Мы выбрались из глубины секвой на дорогу, где стоял охотничий домик, перешли на другую сторону и снова нырнули в кусты — на тропу, о которой, может статься, вообще никто не знал, кроме пары-другой туристов: и оказались в лесах Мьюир-Вудз. Они тянулись на много миль перед нами — целая огромная долина. Две мили нас вела старая дорога на лесоповал, а затем Джафи сошел с нее, и мы продрались по склону наверх и вышли на еще одну тропу, которая и вообще присниться бы никому не могла. Двинулись по ней: вверх-вниз вдоль кувыркавшегося ручейка — там, где его надо было переходить, лежали упавшие стволы, а иногда были перекинуты целые мостики: Джафи сказал, что их соорудили бойскауты, распилив бревна вдоль, чтобы по плоскому удобнее было идти.
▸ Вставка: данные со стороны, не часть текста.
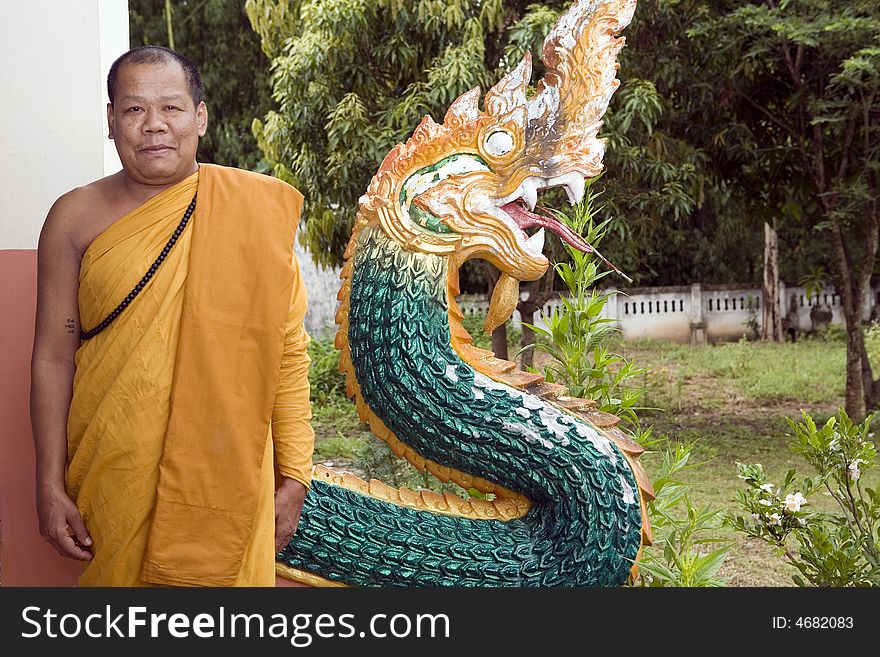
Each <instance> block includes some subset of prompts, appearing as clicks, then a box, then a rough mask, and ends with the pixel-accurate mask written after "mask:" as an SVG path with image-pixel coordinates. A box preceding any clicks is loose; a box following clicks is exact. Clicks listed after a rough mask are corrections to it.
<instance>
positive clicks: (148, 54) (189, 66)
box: [107, 46, 202, 107]
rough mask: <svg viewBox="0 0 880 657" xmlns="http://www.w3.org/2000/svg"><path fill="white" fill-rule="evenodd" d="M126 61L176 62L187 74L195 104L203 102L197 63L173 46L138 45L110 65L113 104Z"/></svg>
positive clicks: (187, 82) (201, 86) (109, 82)
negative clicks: (153, 45) (111, 65)
mask: <svg viewBox="0 0 880 657" xmlns="http://www.w3.org/2000/svg"><path fill="white" fill-rule="evenodd" d="M126 63H128V64H174V63H176V64H177V65H178V66H180V68H181V70H182V71H183V73H184V75H185V76H186V84H187V86H188V87H189V95H190V97H191V98H192V99H193V106H194V107H198V104H199V103H200V102H202V76H201V75H200V74H199V69H197V68H196V65H195V64H193V63H192V62H191V61H190V60H189V59H188V58H187V57H184V56H183V55H181V54H180V53H179V52H177V51H176V50H171V48H165V47H163V46H138V47H137V48H132V49H131V50H129V51H128V52H127V53H124V54H122V55H120V56H119V57H118V58H117V59H116V61H115V62H113V65H112V66H111V67H110V73H108V74H107V97H108V98H110V104H111V105H112V104H113V99H114V97H115V96H116V78H117V77H118V76H119V69H120V67H121V66H122V65H123V64H126Z"/></svg>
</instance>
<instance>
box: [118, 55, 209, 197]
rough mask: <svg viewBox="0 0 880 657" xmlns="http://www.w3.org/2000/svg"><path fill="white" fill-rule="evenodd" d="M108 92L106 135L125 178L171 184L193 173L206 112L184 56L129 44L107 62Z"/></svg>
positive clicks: (204, 107)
Затем мы вскарабкались по отвесной круче с соснами и вышли на шоссе, поднялись по заросшему травой склону холма и наткнулись на что-то вроде театра под открытым небом: он был выстроен в греческом стиле, вокруг — амфитеатр с каменными скамьями и голая каменная площадка для четырехмерных представлений Эсхила и Софокла. Мы попили воды и, разувшись, сели отдохнуть и посмотреть немую пьесу с самой галерки. Далеко внизу виднелся мост Золотые Ворота и белизна Сан-Франциско.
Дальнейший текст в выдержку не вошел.